As other outlets have observed, Gates is joining a few other prominent figures who have advocated public caution in developing AI. Tesla CEO Elon Musk, who has continuously acted as a mouthpiece for AI concerns, recently pledged $10 million to the Future of Life Institute, to fund research grants investigating potentially negative implications.

For his part, Musk has been more outspoken and dramatic about his concern:

“[I]n the movie “Terminator,” they didn’t create A.I. to—they didn’t expect, you know some sort of “Terminator”-like outcome. It is sort of like the “Monty Python” thing: Nobody expects the Spanish inquisition. It’s just—you know, but you have to be careful.”

Like Gates, Musk has indicated that he believes in the benefits of AI, up to a certain point. In a video about his donation he said that ”the greatest benefits from AI would probably be in drudgery…or tasks that are mentally boring, not interesting.”

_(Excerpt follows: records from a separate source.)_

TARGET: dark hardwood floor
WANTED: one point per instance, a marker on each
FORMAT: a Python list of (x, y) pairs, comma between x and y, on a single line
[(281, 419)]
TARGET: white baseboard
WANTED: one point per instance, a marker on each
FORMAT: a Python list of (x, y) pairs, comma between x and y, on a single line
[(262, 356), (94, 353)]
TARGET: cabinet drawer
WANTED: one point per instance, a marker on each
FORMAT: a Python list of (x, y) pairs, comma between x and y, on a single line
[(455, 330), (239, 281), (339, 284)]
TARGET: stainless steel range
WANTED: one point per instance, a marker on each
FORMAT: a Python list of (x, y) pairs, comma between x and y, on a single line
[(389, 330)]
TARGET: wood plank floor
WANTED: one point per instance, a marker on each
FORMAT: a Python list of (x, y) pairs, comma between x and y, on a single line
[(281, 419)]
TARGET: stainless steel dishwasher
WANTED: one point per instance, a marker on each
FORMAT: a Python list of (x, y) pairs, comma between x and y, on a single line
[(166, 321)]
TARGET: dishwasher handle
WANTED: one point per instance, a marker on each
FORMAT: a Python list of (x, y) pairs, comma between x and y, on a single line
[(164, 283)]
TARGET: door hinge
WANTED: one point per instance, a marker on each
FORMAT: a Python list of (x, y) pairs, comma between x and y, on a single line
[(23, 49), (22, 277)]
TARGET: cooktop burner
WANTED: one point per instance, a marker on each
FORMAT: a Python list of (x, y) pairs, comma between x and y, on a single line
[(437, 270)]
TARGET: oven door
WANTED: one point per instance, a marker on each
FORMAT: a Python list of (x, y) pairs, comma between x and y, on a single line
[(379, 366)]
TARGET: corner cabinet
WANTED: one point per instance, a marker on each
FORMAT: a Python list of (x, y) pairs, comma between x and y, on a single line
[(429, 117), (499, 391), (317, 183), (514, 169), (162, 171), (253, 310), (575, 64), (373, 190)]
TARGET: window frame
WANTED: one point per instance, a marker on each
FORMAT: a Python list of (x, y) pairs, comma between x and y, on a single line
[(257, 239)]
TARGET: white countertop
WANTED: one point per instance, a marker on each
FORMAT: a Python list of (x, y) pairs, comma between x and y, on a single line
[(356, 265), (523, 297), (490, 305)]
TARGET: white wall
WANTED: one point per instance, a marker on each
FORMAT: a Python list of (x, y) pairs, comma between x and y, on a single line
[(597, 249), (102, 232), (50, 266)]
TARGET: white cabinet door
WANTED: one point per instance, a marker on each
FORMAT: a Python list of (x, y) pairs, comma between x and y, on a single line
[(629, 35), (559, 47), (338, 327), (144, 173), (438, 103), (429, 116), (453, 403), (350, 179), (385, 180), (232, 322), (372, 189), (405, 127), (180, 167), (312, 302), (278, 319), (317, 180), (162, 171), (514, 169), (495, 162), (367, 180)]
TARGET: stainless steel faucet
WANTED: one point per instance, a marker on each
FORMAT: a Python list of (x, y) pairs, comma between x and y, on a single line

Stephen Hawking has added to the clarion calls. The physicist co-wrote a piece for the Independent with Max Tegmark, the Future of Life Institute’s co-founder, and two others last year on the dangers of AI. Hawking is an obvious supporter for some uses of artificial intelligence: The Intel system that helps him speak to compensate for having Lou Gehrig’s disease uses AI, for example, to predicts his next words, as he explained in an interview with the BBC. But in that interview he also warned of the danger that artificial intelligence could overtake humans:

“The primitive forms of artificial intelligence we already have, have proved very useful. But I think the development of full artificial intelligence could spell the end of the human race. Once humans develop artificial intelligence it would take off on its own and redesign itself at an ever-increasing rate. Humans, who are limited by slow biological evolution, couldn’t compete and would be superseded.”